A arte é apenas uma parte muito pequena do nosso mundo, mas o visual é mais rápido que a linguagem, e capaz de transmitir sentimentos muito mais depressa que as palavras. No meu trabalho, geralmente proponho outra ideia ou circunstância para transformar as que são dadas, mas às vezes deixar as pessoas enfrentarem situações que elas normalmente evitariam pode também ser um plano para fazer com que tomem consciência de suas impressões cotidianas. Para mim, o feminismo é uma das formas dessa resistência associada à justiça no mundo, mas é também uma atitude natural que pode ser adotada por todos, não apenas pelas mulheres. Meu trabalho geralmente se concentra na injustiça social, nas relações humanas, na história, nas políticas identitárias locais e globais. Evidentemente, tenho interesse na resistência em geral; por exemplo, como as coisas foram feitas na prática na história da resistência às políticas fascistas e sexistas? E quais são essas práticas hoje em dia?
A obra que estou apresentando, Torn, começou com minha amizade com Didem. Conheci minha amiga Didem em Istambul no dia da parada do orgulho trans há alguns anos. Na ocasião em que nos conhecemos, ela tinha feito uma cirurgia nos seios e havia acabado de começar a trabalhar como profissional do sexo trans em Istambul, em um bairro não muito seguro em muitos aspectos. Didem estava considerando se mudar para outro bairro que pudesse ser mais seguro para ela, mas, nesse ínterim, algo terrível aconteceu. Didem foi raptada por três homens que a roubaram e cortaram seu pescoço. Ela quase não sobreviveu. Fiquei chocada quando recebi essa notícia horrível. Logo após esse incidente, Didem se mudou. Depois de uma longa conversa com minha amiga Didem, resolvi fazer Torn com o apoio dela.

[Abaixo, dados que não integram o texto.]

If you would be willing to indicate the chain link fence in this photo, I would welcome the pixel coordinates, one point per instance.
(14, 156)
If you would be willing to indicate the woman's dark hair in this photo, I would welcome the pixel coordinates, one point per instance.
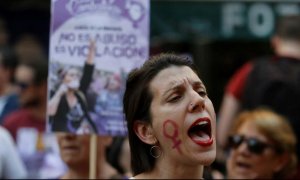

Torn é uma obra, uma reação à conclusão negativa de momentos/atos violentos comuns marcados pelas políticas sexistas e homofóbicas dominantes. Torn pode também ser vista como um documento desses resultados políticos. A política desumana dominante cria uma falsa memória para manipular e apagar nossa percepção subjetiva e suas evidências. A normalização da violência social é definitivamente um dos métodos mais fortes dessa tendência. A violência humana é uma criação de nosso comportamento pessoal e também de nossos votos; ela é construída social e politicamente por nós mesmos.
Torn
2018 | Instalação composta de vídeo (6’), fotografia e tecido
Torn pede ao espectador que considere o discurso do poder social e o modo como ele forma comunidades periféricas, enfatizando experiências específicas das mulheres trans na Turquia. O vídeo parte de Didem, uma prostituta trans que encara a câmera em posição vulnerável, mas forte: ombros para a frente, braços atrás das costas e contato visual permanente com o espectador. Enquanto um ruído persistente soa como um erro técnico, a câmera em zoom cria uma intimidade por meio da observação e do detalhe. Uma cicatriz no pescoço parece lembrar que, desprotegidas e muitas vezes extorquidas pela polícia, mulheres como Didem enfrentam ameaças extremas de violência todos os dias.